Grind it raw. Cut it up into chunks and grind it in small batches by pulsing the FP. Don't expect it to look like the ground meat from the market, their grinders are different.
 
Miss legend.

I would not "grind"? it at all in a a food processor. Cut it in half and make two roast. Or slice into 3/4 in thick pieces for grilling. Freeze it for later.

Enjoy!
 
Like Andy said.
Then if you have any interest in perusing the question further the world of ground meats and sausages could become a hobby, avocation, or despite in-laws forbidding, a profession.
 
Yes, pork on the grill is good. But grinding is always an option, but only if you have a meat grinder, ot food processor. Meat comes out of completely diferent texture.
 
I wouldn't try grinding it in a food processor, as it will be more like a paste than ground meat. You can do all kinds of other things with that meat...slice it into chops, slice it thin for stir-fry, cut it in cubes for sweet-sour pork or a stew, or just do as Uncle Bob suggested and freeze half of it.

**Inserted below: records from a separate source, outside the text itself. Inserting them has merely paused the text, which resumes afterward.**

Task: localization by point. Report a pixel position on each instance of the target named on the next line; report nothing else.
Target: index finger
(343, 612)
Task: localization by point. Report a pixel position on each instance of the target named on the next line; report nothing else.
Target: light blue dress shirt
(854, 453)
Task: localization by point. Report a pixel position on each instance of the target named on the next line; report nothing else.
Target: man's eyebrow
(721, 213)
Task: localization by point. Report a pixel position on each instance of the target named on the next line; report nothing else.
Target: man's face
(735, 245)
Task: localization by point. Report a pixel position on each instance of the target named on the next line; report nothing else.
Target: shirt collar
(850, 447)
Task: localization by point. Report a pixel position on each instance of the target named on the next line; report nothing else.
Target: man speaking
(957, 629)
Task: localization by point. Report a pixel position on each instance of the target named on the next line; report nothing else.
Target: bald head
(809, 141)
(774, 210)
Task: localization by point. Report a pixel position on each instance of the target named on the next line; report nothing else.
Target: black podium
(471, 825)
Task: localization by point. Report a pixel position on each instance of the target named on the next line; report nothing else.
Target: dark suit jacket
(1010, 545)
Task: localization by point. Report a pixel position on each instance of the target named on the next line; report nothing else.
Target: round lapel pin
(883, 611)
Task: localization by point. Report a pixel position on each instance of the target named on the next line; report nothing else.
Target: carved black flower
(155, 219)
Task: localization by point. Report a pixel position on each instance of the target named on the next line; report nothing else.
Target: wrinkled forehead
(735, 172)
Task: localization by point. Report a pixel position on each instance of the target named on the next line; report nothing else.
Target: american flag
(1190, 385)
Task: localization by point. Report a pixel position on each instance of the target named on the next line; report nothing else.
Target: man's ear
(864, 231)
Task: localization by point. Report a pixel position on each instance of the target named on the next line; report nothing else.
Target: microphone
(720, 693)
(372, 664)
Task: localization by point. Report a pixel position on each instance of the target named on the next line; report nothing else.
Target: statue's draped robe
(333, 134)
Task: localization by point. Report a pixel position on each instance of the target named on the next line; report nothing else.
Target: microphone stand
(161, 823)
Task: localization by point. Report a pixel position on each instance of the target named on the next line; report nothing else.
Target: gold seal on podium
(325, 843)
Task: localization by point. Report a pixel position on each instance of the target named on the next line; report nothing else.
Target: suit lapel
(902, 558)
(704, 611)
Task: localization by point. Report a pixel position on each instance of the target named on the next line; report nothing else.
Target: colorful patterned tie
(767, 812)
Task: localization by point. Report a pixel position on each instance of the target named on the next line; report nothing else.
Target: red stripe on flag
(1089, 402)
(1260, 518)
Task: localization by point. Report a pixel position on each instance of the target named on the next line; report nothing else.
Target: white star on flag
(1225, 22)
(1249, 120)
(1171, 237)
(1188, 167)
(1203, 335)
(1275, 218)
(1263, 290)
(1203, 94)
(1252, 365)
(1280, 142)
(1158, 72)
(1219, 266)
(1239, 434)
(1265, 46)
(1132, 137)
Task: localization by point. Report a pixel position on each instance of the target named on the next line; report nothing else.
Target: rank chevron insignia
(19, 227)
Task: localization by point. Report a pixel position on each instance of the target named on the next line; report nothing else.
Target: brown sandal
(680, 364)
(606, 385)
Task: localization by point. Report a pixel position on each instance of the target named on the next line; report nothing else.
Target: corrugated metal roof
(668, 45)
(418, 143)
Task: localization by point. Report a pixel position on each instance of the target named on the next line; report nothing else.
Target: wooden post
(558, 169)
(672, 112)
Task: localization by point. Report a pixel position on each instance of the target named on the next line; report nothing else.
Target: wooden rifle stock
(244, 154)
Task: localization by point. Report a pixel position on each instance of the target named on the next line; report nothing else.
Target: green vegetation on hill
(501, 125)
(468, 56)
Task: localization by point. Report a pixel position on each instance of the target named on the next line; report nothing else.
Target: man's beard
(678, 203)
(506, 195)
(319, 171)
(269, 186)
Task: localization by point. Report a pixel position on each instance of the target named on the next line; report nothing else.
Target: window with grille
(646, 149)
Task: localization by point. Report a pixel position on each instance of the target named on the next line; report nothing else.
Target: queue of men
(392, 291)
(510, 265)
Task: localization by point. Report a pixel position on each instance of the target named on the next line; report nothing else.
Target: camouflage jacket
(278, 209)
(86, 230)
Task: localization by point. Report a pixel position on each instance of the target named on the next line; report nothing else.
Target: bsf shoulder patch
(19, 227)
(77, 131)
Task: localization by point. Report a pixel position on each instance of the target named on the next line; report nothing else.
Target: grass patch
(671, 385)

A meat grinder is a very handy thing to have, and you don't have to spend a lot of money on one. You can find all kinds at all prices here:

eBay - meat grinders, Kitchen, Food Service Retail items on eBay.com
 
I, too, wouldn't use the food processor to grind meats. The texture of meat "ground" in a food processor isn't like meat ground in a "grinder."

I have an old-fashioned Universal clamp-on grinder I use for such purposes. I use it for all kinds of other grinding tasks, such as grinding pears for pear honey and walnuts for my Christmastime potica. I bought it at a yard sale many years ago for about $3. It's a wonderful tool.
 
When you use your food processor you will come out with finely chopped pork versus ground. It will be fine but it will just be different. I have used my grinder and my processor. It's more minced than ground but can still be used with good results. If you are planning on doing anything like meatballs or patties make sure there is some fat in there.

Pulsing is the key. If there are some big chunks and the rest is ok take the big chunks out and pulse those again by themselves.
 
I took out a pork roast the other day and cut some of it into pieces for a pork stir fry I was making. My DH buys big long pork roasts at BJ's and we cut them into roast size pieces. However, there was a VERY little left and it was already defrosted, so I wasn't sure what to do with it. Last night I made meatloaf with "hamburger" and figured I'd grind the pork up and add that too it. Believe me, it was just a small piece. So I ended up cutting it into pieces and pulsed it using the food processor. I added it to the burger mixture and made my meatloaf. It was awesome!!!